16. A training system for a liveness detection model, comprising: At least one storage medium storing at least one instruction set for training a liveness detection model; as well as At least one processor is communicatively connected to the at least one storage medium. When the training system of the liveness detection model is running, the at least one processor reads the at least one instruction set and executes the training method of the liveness detection model according to any one of the at least one instruction set.
17. A liveness detection method, applied to a terminal detection device, comprising: Obtain the target image of the target object; Based on the target image, a liveness detection model is used to perform liveness detection on the target object to obtain a liveness detection result, wherein the liveness detection model is trained using the training method described in claim 1; and Output the liveness detection results.

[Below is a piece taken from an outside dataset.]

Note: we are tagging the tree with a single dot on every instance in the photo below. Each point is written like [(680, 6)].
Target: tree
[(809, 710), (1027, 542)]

18. The liveness detection method as described in claim 17, wherein, The step of performing liveness detection on the target object based on the target image using a liveness detection model to obtain liveness detection results includes: Based on the target image, a hierarchical pruning model is used to prune the liveness detection model, resulting in a liveness detection pruned model; and The target image is input into the liveness detection pruning model to obtain the liveness detection result of the target object.
19. The liveness detection method as described in claim 18, wherein, The liveness detection model includes K initial network layers, where K is a natural number greater than 1; as well as The step of pruning the liveness detection model based on the target image using the hierarchical pruning model to obtain a liveness detection pruned model includes: The target image is input into the hierarchical cropping model to obtain the selection probability of each of the K initial network layers, and Based on the selection probability, S initial network layers are determined to satisfy preset conditions, where S is a natural number greater than 1 and S is less than K, and the liveness detection pruning model includes the S initial network layers.
20. The liveness detection method as described in claim 19, wherein, The preset conditions include: The selection probability is greater than or equal to a preset probability threshold.
21. A liveness detection system, comprising: At least one storage medium, including at least one instruction set, for implementation analysis of the liveness detection method; as well as At least one processor is communicatively connected to the at least one storage medium. When the system is running, the at least one processor reads the at least one instruction set and executes the liveness detection method according to any one of claims 17-20.